Limited Liability Partnerships:
The 1997 Amendments to the Uniform Partnership Act (1994)

The Uniform Partnership Act (UPA) was approved by the Uniform Law Commissioners in 1994. It is a complete revision of the Uniform Partnership Act of 1914, which was adopted in every state except Louisiana. UPA updates partnership law to meet the needs of modern business, clearly establishing that a partnership is an entity rather than an aggregate of partners.

The 1997 Amendments to UPA add a significant option to partnership law: limited liability for all partners in a partnership when the entity chooses the registered limited liability partnership form. A partner in a limited liability partnership has nearly the same level of limited liability as a shareholder in a business corporation.

One of the historic principles of general partnership law is that each individual partner is personally liable for all partnership obligations. This means that partners may be required to discharge partnership obligations from their own personal assets once partnership assets are exhausted.

However, limited liability for participants in a business organization can have an important economic impact. Whether an individual or entity invests in or participates in a business may very well depend upon the quality of limited liability -- for obvious reasons. Much of the current development in unincorporated organization law has been devoted to combining the flexibility of a partnership with limited liability for the participants in the business. The limited liability company and certain kinds of business trusts are examples.

But the search for an even simpler form has continued. Texas pioneered the concept of a limited liability partnership in 1991. The notion of a partnership that obtains limited liability for partners by a simple registration on the public record provides an even simpler form than a limited liability company, for example. The Texas experiment lead directly to the Amendments to UPA.

The 1997 Amendments to UPA provide for a limited liability partnership with complete limitation of liability. Some of the pioneer legislation posed limitation of liability only for professional malpractice. The UPA Amendments provide for immunity from personal liability for any partnership obligation. A partner who personally incurs an obligation in the conduct of partnership business is fully liable. Immunity is granted only for liability that is imputed simply because a partner is a partner, not for liability directly incurred.

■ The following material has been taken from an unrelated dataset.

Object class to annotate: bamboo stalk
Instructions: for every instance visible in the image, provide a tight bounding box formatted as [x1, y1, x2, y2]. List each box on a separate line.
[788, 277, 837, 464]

Limited liability is an election that requires partners to register to become a limited liability partnership. Corporations, limited partnerships, and limited liability companies, which provide members or participants with some level of limitation of liability, all are registered entities. A limited liability partnership must also identify itself as an L.L.P. to those with whom it does business. The registration and identification requirements are to provide clear notice of its limited liability status to those who do business with a partnership. Creditors may and will adjust their assessments of credit-worthiness, accordingly.

The Amendments provide an option. The traditional partnership remains intact as the "residual" business organization for those who join to do business together. The continuity of partnership law that comes from the 1914 Uniform Partnership Act remains unsullied. A limited liability partnership is a partnership, and the rules that govern such matters as partners' obligations to each other, distributions, dissociation from the partnership, dissolution of the partnership, and the like, remain the same for limited liability partnerships as they do for traditional partnerships.

The objective of the 1997 Amendments to UPA is to increase choices for those who join to do business together. This should have a positive impact on the formation of new businesses. Tax consequences have always been a major factor in decisions about which form of business organization to choose. This impact upon choice appears likely to become less important in the future with the promulgation of new regulations by the Internal Revenue Service. Therefore, the appearance of the Amendments to UPA could not come at a more propitious time.